Please, Frances. Please, Frances. Frances had heard those words all evening. But the tears were running from Lilian’s eyes now; she was trembling again; and it was impossible to do anything but go over to her and embrace her.

And in clutching at each other, they both grew a little calmer.

‘All right,’ murmured Frances, as she helped her to her feet. ‘All right. Put on your night-clothes. Can you do that? Don’t get cold.’

While Lilian went weakly off to undress, she herself remained in the sitting-room, looking again at the stains on the carpet, and searching for anything she might have missed before, any evidence of Leonard’s having been there… She found only more pearl-headed pins.

Out on the landing they called good night to each other, and Lilian closed her bedroom door. That was for Frances’s mother’s benefit; a minute later she came creeping across the landing and Frances hurried her into bed. They left a candle burning. Her face was grey in the light of it. She lay under the blankets with chattering teeth, her arms and legs twitching with cold, her hands at her still-aching belly. Frances spread herself against her, pulling her close, trying to warm her.

Once her shivering had begun to subside they talked for a while, in strained whispers, about what might happen in the days to come. They settled on the stories they would tell, as to how they had spent their evening. But Lilian by now was exhausted, and began to frighten herself by growing muddled; so Frances kissed her, and let her be, and soon she lay still and heavy in the bed, marble-cold, like a toppled statue. She stirred only twice more before sinking completely into sleep. The first time was to squeeze Frances’s hand, to look into her eyes and murmur, ‘We used to want to do this, didn’t we?’ She might have been mournfully recalling the habits of a long-ago love affair. But the second time was to raise her head with a start, and peer over at the curtained window.

‘What was that?’

‘There’s nothing,’ said Frances.

‘Are you sure? I thought I heard —’ She met Frances’s gaze. ‘Suppose we made a mistake? Suppose he wakes up? Suppose —?’

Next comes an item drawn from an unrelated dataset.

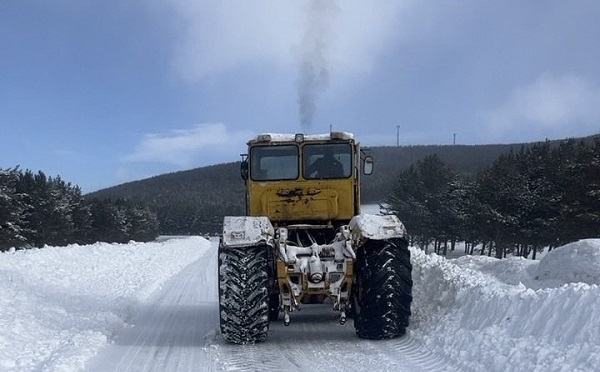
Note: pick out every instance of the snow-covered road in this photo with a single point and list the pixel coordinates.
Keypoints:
(177, 330)
(153, 307)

‘He won’t wake up,’ said Frances. ‘There’s nothing we can do. It’s too late. Don’t think about him.’

But she was thinking about him herself. She was recalling the weight of his body in her arms, the bulk of his padded head against her shoulder. She kept remembering the moment in the sitting-room when she had had that vision of the two dark paths. What had made her choose one over the other? She could recall the urgency of her feelings, but the feelings themselves eluded her. The only urgency she felt now was the urgency of fear. She was afraid of what she had done, and of what she might have neglected to do. Those twists and tugs in Leonard’s clothing, for example: she ought to have taken more care over putting them right. And then, the position of his limbs. She hadn’t thought of that at all, but surely there was a way that a man fell, when he’d slipped or stumbled, and a way that he didn’t fall…?

Most of all, however, she thought of his wound, that had had the cushion pressed against it. She couldn’t believe that the yellow fabric hadn’t left threads and tufts behind. Could she go back? For a moment she considered it. She actually began to ease herself out of Lilian’s statue-like grip, thinking that she could steal downstairs and out across the garden with a lantern in her hand.

But then she heard a noise, a rustling or creaking on the other side of the window; after a few suffocating heartbeats she realised that the noise was the patter of rain. It came gently at first, then fell more persistently, until she could picture it making its blameless, cleansing assault on Leonard’s clothes, Leonard’s body, his smashed head, his soft, soft mouth. She lay there listening to the drum of it, sick to her bones with relief and shame.





Part Three





11





The rain fell steadily all night long. The candle died, the fire burned lower in the grate; the room grew dark, then less dark, and still the tumble of water went on, until Frances began to think that she had heard every separate drop of it. She didn’t sleep. She barely closed her eyes. Somewhere around six she managed to prise herself from Lilian’s grip, to slide from the bed, creep to the window and part the curtains. She could just make out a line of roofs and chimneys through the downpour, but of the far garden wall she could see nothing: only a black mass of shadow.

She was aching in every limb, and the room seemed piercingly cold. She struck a match, tiptoed to the hearth, did her best to light a new fire in the ashes of the old. Once the flames had begun to crackle, she heard a murmur: ‘Frances.’ Lilian was awake, looking at her. She went back to the bed and they held each other tightly. ‘I thought it was a dream,’ Lilian whispered. ‘I thought it was a dream; and then I remembered.’ A shudder ran right through her, just like the shudder that came with love.

But she didn’t cry. The tears seemed all wrung out of her. A change had come over them both: they were calm, perhaps dazed. Frances looked at the clock. ‘You ought to go back to your own room. Now that it’s light, someone will find him; a workman, or someone. Someone might come to the house.’

Lilian rose without complaint, only wincing a little with pain. She was still bleeding into the napkin, though not so heavily as before. She fitted her arms into her dressing-gown with her shoulders drooping. She and Frances stood together in a last, wordless embrace. Then Frances eased open the door and she stole across the landing, pale and silent as a ghost.